The requirement to consult extends to consultation with other agencies and other governments. See the definition of person in Schedule 4.
(2A) If the agency considers that information about a person consulted under this section is likely to be included in the agency's disclosure log in relation to the access application, the agency must give a written notice to the person containing the following statements:
(a) that information concerning the application is likely to be included in the agency's disclosure log and that the person can object to this,
(b) that there is a right of review under Part 5 of a decision by the agency to include information in its disclosure log despite the person's objection.
(3) If consultation is required concerning the release of personal information about a deceased person, that consultation is to be done by consultation with a close relative of the deceased.
(4) The purpose of consultation under this section is to ascertain whether the person has an objection to disclosure of some or all of the information and the reasons for any such objection.

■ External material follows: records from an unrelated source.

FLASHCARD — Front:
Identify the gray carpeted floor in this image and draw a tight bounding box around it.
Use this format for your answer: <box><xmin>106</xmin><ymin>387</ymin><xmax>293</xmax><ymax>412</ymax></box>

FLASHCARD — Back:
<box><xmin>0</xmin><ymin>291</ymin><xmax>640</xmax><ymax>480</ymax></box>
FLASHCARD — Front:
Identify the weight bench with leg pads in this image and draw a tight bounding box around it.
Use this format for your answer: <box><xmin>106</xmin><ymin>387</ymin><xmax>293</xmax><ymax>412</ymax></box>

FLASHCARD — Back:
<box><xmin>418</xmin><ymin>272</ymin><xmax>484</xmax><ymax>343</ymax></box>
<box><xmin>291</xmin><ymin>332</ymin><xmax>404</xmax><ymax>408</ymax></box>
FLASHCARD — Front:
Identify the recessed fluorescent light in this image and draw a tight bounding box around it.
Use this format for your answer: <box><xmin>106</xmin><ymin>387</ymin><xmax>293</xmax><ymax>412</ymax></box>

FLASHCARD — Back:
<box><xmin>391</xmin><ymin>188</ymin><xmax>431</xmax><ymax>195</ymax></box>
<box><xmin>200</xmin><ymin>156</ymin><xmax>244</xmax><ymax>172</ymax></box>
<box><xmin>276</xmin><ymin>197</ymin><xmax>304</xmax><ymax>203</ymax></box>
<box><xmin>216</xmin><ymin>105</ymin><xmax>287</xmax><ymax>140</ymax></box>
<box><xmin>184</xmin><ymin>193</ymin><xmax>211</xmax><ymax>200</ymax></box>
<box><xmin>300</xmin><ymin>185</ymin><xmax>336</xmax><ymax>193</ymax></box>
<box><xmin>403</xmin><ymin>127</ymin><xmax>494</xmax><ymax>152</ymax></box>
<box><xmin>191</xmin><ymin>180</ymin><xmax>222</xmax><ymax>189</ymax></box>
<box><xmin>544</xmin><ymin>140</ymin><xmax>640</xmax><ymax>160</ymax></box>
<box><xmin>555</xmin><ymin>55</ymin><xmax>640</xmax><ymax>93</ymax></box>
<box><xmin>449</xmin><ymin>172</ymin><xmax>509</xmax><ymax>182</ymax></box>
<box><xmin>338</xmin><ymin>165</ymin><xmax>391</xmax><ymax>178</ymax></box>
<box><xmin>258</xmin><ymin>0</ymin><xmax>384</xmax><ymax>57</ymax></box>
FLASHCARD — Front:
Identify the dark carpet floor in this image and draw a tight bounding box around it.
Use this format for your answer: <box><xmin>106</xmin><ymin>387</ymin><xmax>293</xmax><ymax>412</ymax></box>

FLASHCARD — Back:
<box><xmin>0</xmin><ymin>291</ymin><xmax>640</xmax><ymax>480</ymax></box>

(5) The agency must take any objection to disclosure of information that the agency receives in the course of consultation into account in the course of determining whether there is an overriding public interest against disclosure of government information.
(6) If consultation establishes that a person objects to the disclosure of information but the agency decides to provide access to the information in response to the application, access is not to be provided until the agency has first given the objector notice of the agency's decision to provide access to the information and notice of the objector's right to have that decision reviewed, and is not to be provided while review rights on the decision are pending.
(7) Review rights on a decision are pending while the objector is entitled to apply for a review of the decision under Part 5 (ignoring any period that may be available by way of extension of time to apply for review), or any review duly applied for is pending."
Section 104 of the GIPA Act provides:
"104 Right of appearance before NCAT
(1) The Information Commissioner has a right to appear and be heard in any proceedings before NCAT (and proceedings on an appeal in respect of any such proceedings) in relation to a review under this Division.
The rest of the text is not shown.